Email Us My Blog


Attacking Phantoms Is Not Brave, Taoiseach

Irish Times July 29, 2011 by John Waters

THERE WAS nothing particularly “courageous” about Enda Kenny’s speech. It might have been brave 30 or 40 years ago, when the swishing soutanes and swinging thuribles did indeed rule the roost.

But not now, when the rulers are the secular-atheists and pseudo-rationalists who foist their nihilistic formulas on our children, while pretending that John Charles McQuaid is still breathing down their necks from Drumcondra.

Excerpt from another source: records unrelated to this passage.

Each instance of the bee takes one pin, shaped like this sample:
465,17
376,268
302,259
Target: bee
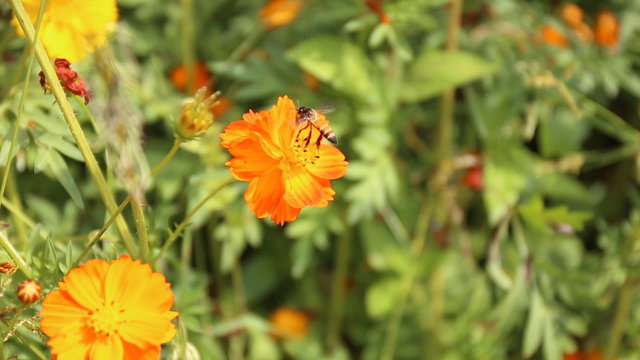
311,117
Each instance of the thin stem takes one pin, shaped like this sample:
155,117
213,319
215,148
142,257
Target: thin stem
141,227
125,202
101,232
23,96
14,255
72,122
185,222
336,307
445,131
14,195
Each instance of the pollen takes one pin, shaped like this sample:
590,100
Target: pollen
107,320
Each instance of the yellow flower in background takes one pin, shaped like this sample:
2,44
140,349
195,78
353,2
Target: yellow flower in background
118,310
72,28
277,13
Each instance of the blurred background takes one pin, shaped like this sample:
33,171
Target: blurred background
489,210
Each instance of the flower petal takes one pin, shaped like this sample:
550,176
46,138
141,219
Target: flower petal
108,348
265,192
302,188
330,165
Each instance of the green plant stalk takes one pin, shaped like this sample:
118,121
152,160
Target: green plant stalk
101,232
445,130
188,36
238,342
336,305
125,202
14,255
174,235
141,227
14,195
23,96
72,123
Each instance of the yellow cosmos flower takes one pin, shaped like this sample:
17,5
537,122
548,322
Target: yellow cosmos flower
102,310
287,167
72,28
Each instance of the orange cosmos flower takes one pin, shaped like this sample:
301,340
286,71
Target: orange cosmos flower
607,29
102,310
278,13
553,36
202,77
285,168
290,323
572,14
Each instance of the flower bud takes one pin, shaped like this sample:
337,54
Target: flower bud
195,116
29,291
7,268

The speech played that odd trick with time that has become the hallmark of much contemporary politics and commentary: purporting to confront some immense power in the present while challenging only phantoms. Anyone with the slightest grasp of reality knows the Irish Catholic hierarchy is a sorry sight, terrified of standing up to the new ascendancy, and that the Vatican is all but irrelevant to the running of the Irish church. But let us not let the facts cramp our style.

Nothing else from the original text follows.